With the impending construction of Jesken Town Centre on the Tsawout First Nation, Sidney mayor Larry Cross voiced serious concern over the impacts of the development on the town during this year’s Mayors’ Breakfast held Feb. 20.
The breakfast, hosted annually by the Saanich Peninsula Chamber of Commerce, sees the mayors of all three Saanich Peninsula municipalities gather together to update community members on each district’s goings on.
Cross outlined threats to Sidney’s current retail environment during his speech and made it clear the town is on board to help improve retail in the town before Jesken opens.
“We need to face this head on,” Cross said.
Sidney’s mayor added that he initially didn’t realize the possible impacts of a retail centre like Jesken would have on the town until Richard Talbot, a retail development specialist from the area, brought it to his attention.

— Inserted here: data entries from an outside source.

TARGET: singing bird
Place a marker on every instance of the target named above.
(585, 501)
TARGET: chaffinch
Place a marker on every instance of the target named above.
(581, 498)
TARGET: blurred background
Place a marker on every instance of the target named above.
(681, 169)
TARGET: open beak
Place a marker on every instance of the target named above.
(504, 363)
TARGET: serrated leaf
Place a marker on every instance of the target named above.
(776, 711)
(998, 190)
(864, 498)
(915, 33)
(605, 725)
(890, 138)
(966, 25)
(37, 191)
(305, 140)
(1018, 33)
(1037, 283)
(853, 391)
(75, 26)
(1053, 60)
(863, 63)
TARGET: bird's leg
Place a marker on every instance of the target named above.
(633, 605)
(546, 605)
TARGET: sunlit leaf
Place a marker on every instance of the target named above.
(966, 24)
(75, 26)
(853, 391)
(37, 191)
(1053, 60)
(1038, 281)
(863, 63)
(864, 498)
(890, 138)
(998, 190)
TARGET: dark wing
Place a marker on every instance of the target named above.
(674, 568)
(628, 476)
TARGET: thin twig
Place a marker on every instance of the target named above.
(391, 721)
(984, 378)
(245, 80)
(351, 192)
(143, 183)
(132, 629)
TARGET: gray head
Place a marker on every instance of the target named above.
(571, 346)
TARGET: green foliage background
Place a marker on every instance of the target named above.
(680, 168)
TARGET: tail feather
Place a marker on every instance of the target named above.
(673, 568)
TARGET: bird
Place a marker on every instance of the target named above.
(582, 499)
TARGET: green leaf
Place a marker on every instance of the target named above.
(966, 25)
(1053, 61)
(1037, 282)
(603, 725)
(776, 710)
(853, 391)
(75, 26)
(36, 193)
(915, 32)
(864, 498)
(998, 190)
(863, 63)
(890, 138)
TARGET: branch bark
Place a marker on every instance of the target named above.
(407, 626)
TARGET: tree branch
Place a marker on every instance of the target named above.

Cross also added the town is supportive of Talbot’s suggestions and plans to hear from him and Cliff McNeil-Smith (Tanner’s Books and Sidney Business Improvement Area) during committee meetings and will refer information to working groups that will be established.
“We need to face this head on,” said Cross.
Central Saanich Mayor Alastair Bryson focused on the positive of the development of the retail centre, saying he felt it was positive that the money was staying on the Saanich Peninsula.
“These are dollars that will now stay on the Peninsula instead of leaving,” he said.
“That money is already going to big box stores, we might as well keep it here.”
Bryson also focused on the municipality’s new fire hall and upgraded fire hall rating as well as the planning of the municipality’s OCP. Bryson gave kudos to Sidney’s planning and development which has worked on instituting bylaws, infill polices and urban containment boundaries to help guide development in the town.
“I would like Central Saanich to take our planning to the next level like that,” he said.
Mayor Alice Finall from North Saanich focused on the issue of retaining and recruiting doctors on the Saanich Peninsula as well as the development of the lands at Sandown.
“This has been some of the most innovative planning that’s gone on since I’ve been in office as mayor,” she said of the project.
A recurring theme at this year’s breakfast, not surprisingly, was the issue of workforce or affordable housing on the Peninsula. Invited speaker, Tim Wake who worked on a similar workforce housing demand issue in Whistler and specializes in non-market housing projects, made a presentation concerning the affordability of real estate in the area.
“The people in your local workforce are parachuting in and out and shopping, recreating and volunteering in other communities,” Wake said, noting that 74 per cent of workers in the industrial area of West Sidney that were surveyed by the Sidney North Saanich Industrial Group live outside the Saanich Peninsula.
“Where do you want those people to live and spend those dollars? Wouldn’t you want them to live here?”
Wake also noted, that according to calculations based on national housing multipliers, that a home within range for most people who work on the Saanich Peninsula would be around $225,000.
“Real estate here is no where near that,” Wake said.
Wake also said strides were made by municipalities like North Saanich in the quest for workforce housing but more needs to be done if there is desire to have those workers move into the community.
“I see a lot of planning has gone on here but not much action,” he said.